The ICVCM, the body responsible for the supply side of VCMs, recently released its full global benchmark for high-integrity carbon credits with the goal of maximising the ability of VCMs to support delivery of global climate targets.
Finkelstein said that certification of carbon credits needs to be a “rigorous process with integrity and checks”.
The revisions to Verra’s VCS would align the programme with integrity initiatives in the VCM, including the ICVCM.
Transparency through technology
Verra is not the only organisation in the carbon credit space which has targeted a boost in transparency and credibility through tech-based solutions.
Puleston Jones said that there are several early-stage ‘CarbonTech’ companies that have come to market to raise seed and Series A capital, highlighting the use of technologies including satellite imagery, radar, lidar, geolocation, drones and artificial intelligence.
Cargill, a global food, agriculture and bioindustrial firm, recently rolled out new deforestation-tracking technologies across its global soy, palm oil and cocoa supply chain. The partnership with Satelligence will see satellite-powered deforestation risk monitoring deployed to offer near-real time data and identify deforestation risks and breaches.
Global carbon ratings agency BeZero Carbon has partnered with environmental intelligence company Kayrros to enhance its VCM projects assessment. Through the partnership, Kayrros’ satellite-based mapping of the Amazon basin will be incorporated into BeZero Carbon’s ratings, which assess the quality of carbon credits. This mapping targets the provision of additional high-resolution, real-time data on tree cover and height as well as above-ground biomass, to better understand carbon project effectiveness.

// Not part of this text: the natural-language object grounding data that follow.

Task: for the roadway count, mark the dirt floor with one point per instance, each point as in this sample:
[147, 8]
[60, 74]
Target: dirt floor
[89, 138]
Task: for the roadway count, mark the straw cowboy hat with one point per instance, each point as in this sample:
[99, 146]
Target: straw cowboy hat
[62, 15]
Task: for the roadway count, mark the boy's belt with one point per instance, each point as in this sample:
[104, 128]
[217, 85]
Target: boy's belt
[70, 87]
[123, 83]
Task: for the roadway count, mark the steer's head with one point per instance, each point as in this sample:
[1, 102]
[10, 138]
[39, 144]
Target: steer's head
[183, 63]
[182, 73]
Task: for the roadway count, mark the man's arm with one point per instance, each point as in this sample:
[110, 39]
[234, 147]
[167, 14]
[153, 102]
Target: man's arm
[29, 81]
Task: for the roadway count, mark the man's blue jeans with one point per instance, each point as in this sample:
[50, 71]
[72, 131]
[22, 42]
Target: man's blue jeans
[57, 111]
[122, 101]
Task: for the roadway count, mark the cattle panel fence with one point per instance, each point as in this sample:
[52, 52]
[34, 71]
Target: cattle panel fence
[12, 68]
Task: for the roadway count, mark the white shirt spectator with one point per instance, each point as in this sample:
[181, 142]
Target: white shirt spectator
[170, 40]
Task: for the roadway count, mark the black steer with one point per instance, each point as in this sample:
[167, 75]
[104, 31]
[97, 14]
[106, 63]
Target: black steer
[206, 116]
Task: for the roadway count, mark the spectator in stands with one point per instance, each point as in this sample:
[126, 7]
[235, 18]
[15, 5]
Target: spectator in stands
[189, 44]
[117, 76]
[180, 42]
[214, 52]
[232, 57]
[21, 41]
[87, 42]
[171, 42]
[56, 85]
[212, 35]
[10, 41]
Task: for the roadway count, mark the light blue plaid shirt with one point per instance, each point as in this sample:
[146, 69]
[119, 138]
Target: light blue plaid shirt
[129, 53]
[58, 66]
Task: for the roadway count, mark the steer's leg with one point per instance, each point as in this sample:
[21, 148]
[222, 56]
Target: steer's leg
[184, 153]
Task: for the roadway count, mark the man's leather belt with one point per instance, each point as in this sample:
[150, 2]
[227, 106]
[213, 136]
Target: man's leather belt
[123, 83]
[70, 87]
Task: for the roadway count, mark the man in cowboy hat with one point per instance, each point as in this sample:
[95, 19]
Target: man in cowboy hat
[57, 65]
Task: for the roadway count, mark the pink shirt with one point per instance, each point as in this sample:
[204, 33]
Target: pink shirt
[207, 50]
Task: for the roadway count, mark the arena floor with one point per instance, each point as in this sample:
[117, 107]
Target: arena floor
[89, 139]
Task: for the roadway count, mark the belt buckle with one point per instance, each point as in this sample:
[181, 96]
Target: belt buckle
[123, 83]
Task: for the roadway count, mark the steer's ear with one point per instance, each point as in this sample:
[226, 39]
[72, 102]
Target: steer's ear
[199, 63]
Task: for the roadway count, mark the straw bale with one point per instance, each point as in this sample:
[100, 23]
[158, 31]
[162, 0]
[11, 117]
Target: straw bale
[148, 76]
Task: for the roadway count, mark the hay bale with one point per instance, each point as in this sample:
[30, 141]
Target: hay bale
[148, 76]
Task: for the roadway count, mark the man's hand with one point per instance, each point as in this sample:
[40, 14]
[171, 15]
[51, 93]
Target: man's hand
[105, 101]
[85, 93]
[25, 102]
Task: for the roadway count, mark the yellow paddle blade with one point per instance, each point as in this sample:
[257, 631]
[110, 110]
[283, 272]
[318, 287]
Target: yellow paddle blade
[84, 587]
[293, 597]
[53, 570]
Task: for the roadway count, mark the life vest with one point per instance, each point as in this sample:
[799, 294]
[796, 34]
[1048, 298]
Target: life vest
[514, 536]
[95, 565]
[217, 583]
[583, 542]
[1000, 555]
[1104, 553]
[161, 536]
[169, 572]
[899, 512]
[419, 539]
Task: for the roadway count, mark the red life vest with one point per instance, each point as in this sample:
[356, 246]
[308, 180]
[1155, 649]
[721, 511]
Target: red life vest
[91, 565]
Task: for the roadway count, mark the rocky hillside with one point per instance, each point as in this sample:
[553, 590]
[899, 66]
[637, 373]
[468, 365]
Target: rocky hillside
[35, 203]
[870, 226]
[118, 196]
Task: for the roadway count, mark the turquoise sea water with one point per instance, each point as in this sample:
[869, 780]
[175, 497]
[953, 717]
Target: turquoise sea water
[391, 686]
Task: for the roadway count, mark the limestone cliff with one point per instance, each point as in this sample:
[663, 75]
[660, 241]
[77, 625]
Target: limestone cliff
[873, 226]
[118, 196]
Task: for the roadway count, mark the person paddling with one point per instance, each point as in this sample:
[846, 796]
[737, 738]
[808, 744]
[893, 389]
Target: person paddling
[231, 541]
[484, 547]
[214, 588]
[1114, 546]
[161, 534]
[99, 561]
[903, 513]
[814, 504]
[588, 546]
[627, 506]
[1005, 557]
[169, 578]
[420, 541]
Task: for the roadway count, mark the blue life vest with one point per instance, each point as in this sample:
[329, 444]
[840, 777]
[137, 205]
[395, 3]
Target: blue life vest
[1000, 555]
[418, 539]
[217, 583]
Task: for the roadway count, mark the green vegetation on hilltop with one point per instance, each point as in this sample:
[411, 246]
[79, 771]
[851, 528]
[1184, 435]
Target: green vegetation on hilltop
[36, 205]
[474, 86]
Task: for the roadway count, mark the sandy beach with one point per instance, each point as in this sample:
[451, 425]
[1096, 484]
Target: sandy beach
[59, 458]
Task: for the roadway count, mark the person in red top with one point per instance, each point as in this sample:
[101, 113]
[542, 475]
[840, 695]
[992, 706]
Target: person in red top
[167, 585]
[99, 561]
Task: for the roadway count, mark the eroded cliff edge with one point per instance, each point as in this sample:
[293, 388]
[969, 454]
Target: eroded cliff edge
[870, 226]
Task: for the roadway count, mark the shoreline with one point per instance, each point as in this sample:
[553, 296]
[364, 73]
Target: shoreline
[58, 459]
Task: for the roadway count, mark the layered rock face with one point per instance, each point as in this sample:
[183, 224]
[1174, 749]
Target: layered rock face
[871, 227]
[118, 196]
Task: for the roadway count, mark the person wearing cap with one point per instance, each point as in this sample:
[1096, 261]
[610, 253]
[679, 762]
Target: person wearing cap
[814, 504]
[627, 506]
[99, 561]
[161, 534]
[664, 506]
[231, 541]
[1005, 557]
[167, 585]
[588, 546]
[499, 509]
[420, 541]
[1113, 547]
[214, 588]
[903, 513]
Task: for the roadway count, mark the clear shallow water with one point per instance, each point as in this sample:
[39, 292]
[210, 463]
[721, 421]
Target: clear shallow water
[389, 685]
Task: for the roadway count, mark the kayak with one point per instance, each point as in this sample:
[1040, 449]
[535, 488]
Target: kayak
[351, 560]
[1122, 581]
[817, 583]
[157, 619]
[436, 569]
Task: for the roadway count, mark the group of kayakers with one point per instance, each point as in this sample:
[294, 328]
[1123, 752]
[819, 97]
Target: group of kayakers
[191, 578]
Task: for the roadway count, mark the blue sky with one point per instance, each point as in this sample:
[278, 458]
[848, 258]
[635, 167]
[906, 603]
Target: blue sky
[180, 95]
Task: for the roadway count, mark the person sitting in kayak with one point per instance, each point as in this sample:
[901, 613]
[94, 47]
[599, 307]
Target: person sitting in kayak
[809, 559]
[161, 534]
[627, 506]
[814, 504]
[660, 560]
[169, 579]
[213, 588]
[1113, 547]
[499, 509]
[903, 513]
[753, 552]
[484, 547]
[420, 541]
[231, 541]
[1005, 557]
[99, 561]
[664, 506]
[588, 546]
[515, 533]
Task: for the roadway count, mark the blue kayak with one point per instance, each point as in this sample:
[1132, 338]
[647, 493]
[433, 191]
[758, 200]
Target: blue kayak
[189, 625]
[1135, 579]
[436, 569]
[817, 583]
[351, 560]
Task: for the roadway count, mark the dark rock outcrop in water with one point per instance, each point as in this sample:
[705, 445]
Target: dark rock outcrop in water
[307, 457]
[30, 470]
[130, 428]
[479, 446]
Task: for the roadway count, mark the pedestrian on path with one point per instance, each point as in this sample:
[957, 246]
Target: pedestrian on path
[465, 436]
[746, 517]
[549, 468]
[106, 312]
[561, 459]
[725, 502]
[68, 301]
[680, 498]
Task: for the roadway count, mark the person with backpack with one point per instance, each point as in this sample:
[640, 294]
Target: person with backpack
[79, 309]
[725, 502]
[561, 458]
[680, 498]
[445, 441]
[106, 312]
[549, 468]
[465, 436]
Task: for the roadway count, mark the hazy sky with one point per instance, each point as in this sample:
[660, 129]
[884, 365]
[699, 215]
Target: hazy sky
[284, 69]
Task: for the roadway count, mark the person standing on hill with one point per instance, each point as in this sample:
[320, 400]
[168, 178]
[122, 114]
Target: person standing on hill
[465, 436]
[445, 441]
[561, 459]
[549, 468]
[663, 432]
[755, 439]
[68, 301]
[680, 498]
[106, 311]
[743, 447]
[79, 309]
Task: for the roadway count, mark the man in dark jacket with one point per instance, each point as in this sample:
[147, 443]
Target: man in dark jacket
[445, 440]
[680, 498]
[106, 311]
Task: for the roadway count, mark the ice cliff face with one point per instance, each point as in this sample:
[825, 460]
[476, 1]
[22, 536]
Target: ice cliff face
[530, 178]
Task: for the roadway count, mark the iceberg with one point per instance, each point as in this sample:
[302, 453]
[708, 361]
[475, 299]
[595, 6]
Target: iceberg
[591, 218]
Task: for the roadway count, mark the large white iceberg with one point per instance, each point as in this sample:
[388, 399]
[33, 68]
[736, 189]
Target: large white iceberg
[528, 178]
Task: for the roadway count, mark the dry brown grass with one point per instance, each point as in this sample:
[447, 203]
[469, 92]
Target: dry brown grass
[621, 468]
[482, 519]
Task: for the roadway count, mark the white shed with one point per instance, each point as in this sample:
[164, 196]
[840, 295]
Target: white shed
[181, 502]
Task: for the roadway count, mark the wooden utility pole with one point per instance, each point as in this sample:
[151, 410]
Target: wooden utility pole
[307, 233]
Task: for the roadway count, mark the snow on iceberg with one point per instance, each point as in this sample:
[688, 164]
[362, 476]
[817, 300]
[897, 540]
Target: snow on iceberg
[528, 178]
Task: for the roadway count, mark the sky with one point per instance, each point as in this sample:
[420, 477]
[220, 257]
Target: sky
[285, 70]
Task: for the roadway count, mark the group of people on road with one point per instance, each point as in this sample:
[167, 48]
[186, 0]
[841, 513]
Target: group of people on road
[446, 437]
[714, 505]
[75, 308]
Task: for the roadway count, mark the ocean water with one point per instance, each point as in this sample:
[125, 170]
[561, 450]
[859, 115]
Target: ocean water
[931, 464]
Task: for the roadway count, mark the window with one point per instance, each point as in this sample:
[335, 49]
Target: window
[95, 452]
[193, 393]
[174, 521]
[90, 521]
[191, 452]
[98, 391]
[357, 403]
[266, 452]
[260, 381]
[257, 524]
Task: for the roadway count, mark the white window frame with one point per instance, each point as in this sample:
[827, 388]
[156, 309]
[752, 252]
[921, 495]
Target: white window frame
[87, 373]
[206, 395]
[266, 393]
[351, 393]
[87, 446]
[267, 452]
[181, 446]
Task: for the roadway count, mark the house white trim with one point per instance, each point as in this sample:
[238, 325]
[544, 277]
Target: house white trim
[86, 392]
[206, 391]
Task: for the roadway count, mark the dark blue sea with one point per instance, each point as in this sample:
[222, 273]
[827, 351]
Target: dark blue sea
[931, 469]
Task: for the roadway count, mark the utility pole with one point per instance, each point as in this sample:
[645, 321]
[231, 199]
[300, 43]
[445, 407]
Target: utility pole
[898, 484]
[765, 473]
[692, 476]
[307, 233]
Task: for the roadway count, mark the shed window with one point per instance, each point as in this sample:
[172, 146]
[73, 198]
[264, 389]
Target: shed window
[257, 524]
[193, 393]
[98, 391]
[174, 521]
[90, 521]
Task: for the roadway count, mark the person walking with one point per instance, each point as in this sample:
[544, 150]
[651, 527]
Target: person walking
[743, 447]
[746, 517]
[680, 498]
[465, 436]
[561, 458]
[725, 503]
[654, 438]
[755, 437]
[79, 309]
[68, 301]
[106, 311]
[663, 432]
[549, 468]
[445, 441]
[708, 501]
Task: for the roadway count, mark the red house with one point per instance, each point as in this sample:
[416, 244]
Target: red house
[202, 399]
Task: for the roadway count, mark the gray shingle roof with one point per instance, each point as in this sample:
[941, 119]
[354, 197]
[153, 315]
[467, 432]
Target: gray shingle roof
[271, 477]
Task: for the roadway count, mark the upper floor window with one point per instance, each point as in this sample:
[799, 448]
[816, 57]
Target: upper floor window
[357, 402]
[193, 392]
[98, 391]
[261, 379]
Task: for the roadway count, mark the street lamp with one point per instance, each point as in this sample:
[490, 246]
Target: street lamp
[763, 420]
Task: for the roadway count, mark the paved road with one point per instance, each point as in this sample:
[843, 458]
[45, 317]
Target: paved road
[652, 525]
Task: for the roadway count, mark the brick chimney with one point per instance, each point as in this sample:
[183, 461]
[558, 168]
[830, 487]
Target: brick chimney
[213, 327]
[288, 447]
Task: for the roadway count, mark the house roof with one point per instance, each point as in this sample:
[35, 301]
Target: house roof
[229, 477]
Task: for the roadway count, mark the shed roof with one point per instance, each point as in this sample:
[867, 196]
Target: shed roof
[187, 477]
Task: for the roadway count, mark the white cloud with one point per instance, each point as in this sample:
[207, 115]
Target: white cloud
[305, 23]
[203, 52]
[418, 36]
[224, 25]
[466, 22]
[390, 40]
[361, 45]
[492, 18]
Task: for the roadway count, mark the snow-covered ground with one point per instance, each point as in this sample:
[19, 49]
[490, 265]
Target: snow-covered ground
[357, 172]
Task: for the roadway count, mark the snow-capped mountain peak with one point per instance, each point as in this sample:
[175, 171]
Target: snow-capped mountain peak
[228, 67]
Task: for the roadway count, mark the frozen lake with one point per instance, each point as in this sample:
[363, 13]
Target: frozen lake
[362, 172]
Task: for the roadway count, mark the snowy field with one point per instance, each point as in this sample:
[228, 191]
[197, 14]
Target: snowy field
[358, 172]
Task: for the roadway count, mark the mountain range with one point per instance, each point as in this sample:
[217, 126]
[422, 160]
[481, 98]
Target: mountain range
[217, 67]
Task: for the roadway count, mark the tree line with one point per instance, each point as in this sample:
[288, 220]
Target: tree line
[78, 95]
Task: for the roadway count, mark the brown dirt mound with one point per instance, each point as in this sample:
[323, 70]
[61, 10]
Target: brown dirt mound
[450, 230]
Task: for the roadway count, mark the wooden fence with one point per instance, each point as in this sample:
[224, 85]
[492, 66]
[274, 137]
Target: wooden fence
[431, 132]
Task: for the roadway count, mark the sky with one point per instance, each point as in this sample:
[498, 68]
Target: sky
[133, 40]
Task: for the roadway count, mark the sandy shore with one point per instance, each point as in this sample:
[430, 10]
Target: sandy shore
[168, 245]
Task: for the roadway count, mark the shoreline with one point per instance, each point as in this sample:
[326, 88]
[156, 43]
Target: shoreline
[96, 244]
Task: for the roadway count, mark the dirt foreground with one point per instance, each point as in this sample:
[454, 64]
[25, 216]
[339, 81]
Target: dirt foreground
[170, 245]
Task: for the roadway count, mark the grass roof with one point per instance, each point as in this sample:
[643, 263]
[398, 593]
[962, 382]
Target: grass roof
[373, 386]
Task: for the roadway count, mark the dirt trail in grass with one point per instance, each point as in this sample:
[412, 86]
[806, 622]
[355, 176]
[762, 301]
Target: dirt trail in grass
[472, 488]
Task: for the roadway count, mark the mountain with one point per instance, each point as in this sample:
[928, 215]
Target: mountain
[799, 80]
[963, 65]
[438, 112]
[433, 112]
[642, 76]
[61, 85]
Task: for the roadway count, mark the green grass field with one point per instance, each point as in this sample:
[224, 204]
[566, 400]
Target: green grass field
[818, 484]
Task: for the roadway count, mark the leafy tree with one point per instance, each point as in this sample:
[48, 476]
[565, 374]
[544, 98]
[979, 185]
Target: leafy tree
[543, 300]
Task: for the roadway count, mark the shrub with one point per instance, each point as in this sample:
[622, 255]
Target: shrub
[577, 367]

Last week, BeZero bolstered its carbon estimate capabilities by collaborating with the Earth Observation and Geoinformatics Division at Brazil’s National Institute for Space Research (INPE) to improve its estimates in the Amazon. This will see data gathered by INPE’s satellite technologies be combined with carbon measured by scientists and incorporated into BeZero’s ratings to improve VCM transparency.
The company has also joined forces with research institutions TU-Dresden and the Royal Netherlands Meteorological Institute on a European Space Agency project that will use satellite capabilities to assess impact of wildfires on the carbon cycle. This project will gather data that will help BeZero develop near-real time monitoring tools for global fire emergencies that can help assess carbon losses.
Earlier this year, carbon credit ratings and analytics provider Sylvera raised US$57 million in a Series B funding round to scale its carbon intelligence platform in the US.
Despite companies beginning to use technologies, Puleston Jones suggested that there is a “gap in the market” for technology that makes it easier for project developers and companies to identify which current and under development methodologies might enable them to issue carbon offsets in relation to the carbon emissions that they plan to reduce or remove.
He described the current state of methodologies for carbon offsets as a “maze of complexity that requires a lot of manual due diligence”.